Por fortuna, existe la iniciativa civil de un circuito de calidad, liderado por los gerentes y administradores del Trasnocho Cultural, con funciones agotadas por semanas en un país sin agua, electricidad y todo en contra.
Del mismo modo, es buena noticia reportar el fortalecimiento de cines alternativos, emplazados en galerías, centros de arte, cafés, bibliotecas y parques no convencionales, acercando a la audiencia al reto de reencontrarse fuera de la casa.
Caracas ha sido también una fuente de inspiración para los directores que crecieron en ella. Ayer, Jacobo Borges inauguró el hito de Imagen de Caracas, un proyecto multimedia adelantado a su época en 1968, despertando la conciencia y buscando romper con las fronteras del fanático de las luces, las cámaras y las acciones fotoquímicas.
Como consecuencia, la vanguardia del Super 8 se estableció, impulsando la irrupción de realizadores como Diego Rísquez, Carlos Oteyza, el Príncipe Negro, Carlos Castillo y Julio Neri (con cortometrajes y largometrajes de ruptura como Electofrenia y Hecho en Venezuela).
Los setenta y ochenta documentaron la evolución de una ciudad que nos empezaba a ver desde los cerros; que amenazaba devenir en una distopía a merced del hampa, la violencia y la corrupción.
Al respecto, debemos reconocer la vigencia de Soy un delincuente, Macu: la mujer del policía, Cangrejo y País portátil.
El período culminó en el caos y la implosión del 27 de febrero, iniciando una década de los noventa, llena de incertidumbre y conflicto que será traducida por títulos como Disparen a matar, Sicario, Pandemónium, Amaneció de golpe y Huelepega, dando por clausurada la primera edad dorada del cine nacional.
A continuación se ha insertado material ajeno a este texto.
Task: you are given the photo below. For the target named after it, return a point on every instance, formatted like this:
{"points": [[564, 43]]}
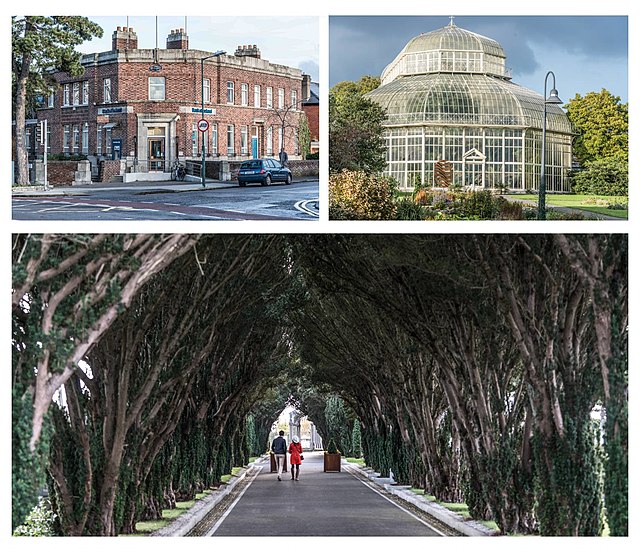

A pesar del evidente declive de aquellos años en términos de producción y exhibición, los noventa merecen reivindicarse porque consiguieron germinar a una generación de relevo que rescataría al cine caraqueño, a partir del suceso de Secuestro exprés en 2005. Así arrancó un ciclo que obtuvo el éxito económico y crítico, a través de la consagración de obras como Hermano, La Hora Cero, Pelo malo, Desde allá, La familia; Papita, maní y tostón; Piedra, papel y tijera; Jacinto Convit y Francisco Massiani.
En dichas películas palpamos la huella de una tradición que se refrescó tocando temas como el darwinismo, el renacimiento, la resiliencia, la tolerancia, la incomunicación, el caos institucional, la crítica hacia el ámbito estatal, la reafirmación de los derechos humanos, el valor de las figuras civiles y la superación de nuestra guerra no declarada, por medio del reencuentro que se metaforiza en el deporte.
Hoy en medio de apagones y recortes, cuatro cintas de ficción se filmaron en 2019, así como una decena de documentales. Además, se estrenaron tres grandes títulos: Está todo bien, Jazmínes en el Lídice y La noche de las dos lunas.
Esperemos que Caracas siga luchando por su futuro y su permanencia, imprimiendo el final feliz que reclaman sus ciudadanos, asumiendo el compromiso de ser protagonistas de su historia. Sin aguardar por una solución populista, clientelar y mesiánica.
Después de todo, hay vida y redención para el cine en Caracas. Potenciemos nuestra memoria y recuperemos lo que hicimos el 23 de enero, lo que reconstruyeron nuestros ancestros, tras el terremoto de 1967. Es cuestión de rescatar nuestra autoestima.